New Delhi: The Supreme Court today agreed to examine the validity of a newly enacted law which makes the practice of instant divorce through triple talaq among Muslims a punishable offense entailing imprisonment of up to three years.
A bench of Justices N V Ramana and Ajay Rastogi issued notice the Centre on a batch of petitions which has sought to declare The Muslim Women (Protection of Rights on Marriage) Act 2019 as ‘unconstitutional’ on grounds that it allegedly violates the provisions of the Constitution.
“We will examine this,” the bench told senior advocate Salman Khurshid, who was appearing for one of the petitioners.
Khurshid told the bench that there were many dimensions, including making the practice a punishable offense and jail term of up to three years, which was required to be examined by the top court.
It may be noted that the petition was filed on Thursday by Jamiat Ulama-I-Hind.
President Ram Nath Kovind had given assent to the Act which makes ‘talaq-e-biddat’ or any other similar form of talaq having the effect of instantaneous and irrevocable divorce pronounced by a Muslim husband void and illegal.

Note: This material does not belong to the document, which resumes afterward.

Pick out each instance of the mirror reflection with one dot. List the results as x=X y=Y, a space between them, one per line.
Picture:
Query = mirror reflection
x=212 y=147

Earlier this month, ‘Samastha Kerala Jamiathul Ulema’, a religious organisation of Sunni Muslim scholars and clerics in Kerala, had also moved the apex court seeking to declare the newly enacted law as ‘unconstitutional’.
WHAT THE PLEA SAYS
“However, the impugned Act criminalises the act of pronouncement of talaq by a Muslim husband and makes it a cognizable offence, without appreciating that such pronouncement had already been declared unconstitutional and amounted to nullity in the eyes of law,” the plea filed by Jamiat Ulama-I-Hind said.
Referring to the provision of the Act which stipulates punishment of up to three years jail along with fine, the plea said it is an ‘ill-conceived provision which imposes excessive and disproportionate punishment.’

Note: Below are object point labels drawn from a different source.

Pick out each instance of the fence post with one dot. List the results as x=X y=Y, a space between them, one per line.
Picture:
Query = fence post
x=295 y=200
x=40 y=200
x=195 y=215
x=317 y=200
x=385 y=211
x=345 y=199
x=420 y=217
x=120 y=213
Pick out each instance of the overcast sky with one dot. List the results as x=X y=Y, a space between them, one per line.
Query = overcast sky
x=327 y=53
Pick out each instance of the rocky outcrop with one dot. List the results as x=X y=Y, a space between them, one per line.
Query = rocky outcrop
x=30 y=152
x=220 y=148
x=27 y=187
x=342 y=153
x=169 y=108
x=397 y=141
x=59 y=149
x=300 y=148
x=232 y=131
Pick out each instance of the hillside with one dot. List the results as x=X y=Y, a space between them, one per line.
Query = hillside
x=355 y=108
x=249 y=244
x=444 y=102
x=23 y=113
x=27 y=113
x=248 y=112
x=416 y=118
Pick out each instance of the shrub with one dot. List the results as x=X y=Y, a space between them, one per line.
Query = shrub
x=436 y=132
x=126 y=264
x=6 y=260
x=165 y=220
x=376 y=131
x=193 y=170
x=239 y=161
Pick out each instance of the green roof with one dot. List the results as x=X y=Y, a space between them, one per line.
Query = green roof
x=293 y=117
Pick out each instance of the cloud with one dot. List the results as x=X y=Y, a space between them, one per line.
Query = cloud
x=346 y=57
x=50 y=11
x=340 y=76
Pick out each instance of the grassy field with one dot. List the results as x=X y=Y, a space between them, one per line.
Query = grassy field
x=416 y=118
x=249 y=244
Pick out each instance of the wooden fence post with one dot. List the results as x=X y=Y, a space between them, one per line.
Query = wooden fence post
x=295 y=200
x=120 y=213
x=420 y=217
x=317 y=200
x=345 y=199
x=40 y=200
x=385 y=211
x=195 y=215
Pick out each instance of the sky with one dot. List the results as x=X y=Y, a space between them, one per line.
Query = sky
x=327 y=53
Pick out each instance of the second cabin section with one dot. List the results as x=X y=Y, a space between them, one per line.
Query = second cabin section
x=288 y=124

It claimed that ‘criminalising a mode of divorce in one particular religion while keeping the subject of marriage and divorce in other religions only within the purview of civil law, also leads to discrimination, which is not in conformity with the mandate of Article 15’.
Article 15 of the Constitution deals with prohibition of discrimination on grounds of religion, race, caste, sex or place of birth.
The plea said that punishment prescribed under the Act ‘is not only disproportionate but extremely excessive and stringent’.
Referring to other offences punishable under the Indian Penal Code (IPC), including rioting, bribery and causing death by negligence, the plea said that lesser punishment has been prescribed for many offences ‘which are far graver’.
It said that section 7 of The Muslim Women (Protection of Rights on Marriage) Act, 2019 makes the pronouncement of talaq, having the effect of instantaneous divorce, a cognisable and a non-bailable offence.
It said pronouncement of ‘triple talaq’ is considered invalid in several Islamic countries but no punishment has been prescribed for this.
The Act makes it illegal to pronounce talaq three times — spoken, written or through SMS or WhatsApp or any other electronic chat — in one sitting.
“Any pronouncement of talaq by a Muslim husband upon his wife, by words, either spoken or written or in electronic form or in any other manner whatsoever, shall be void and illegal,” the law says.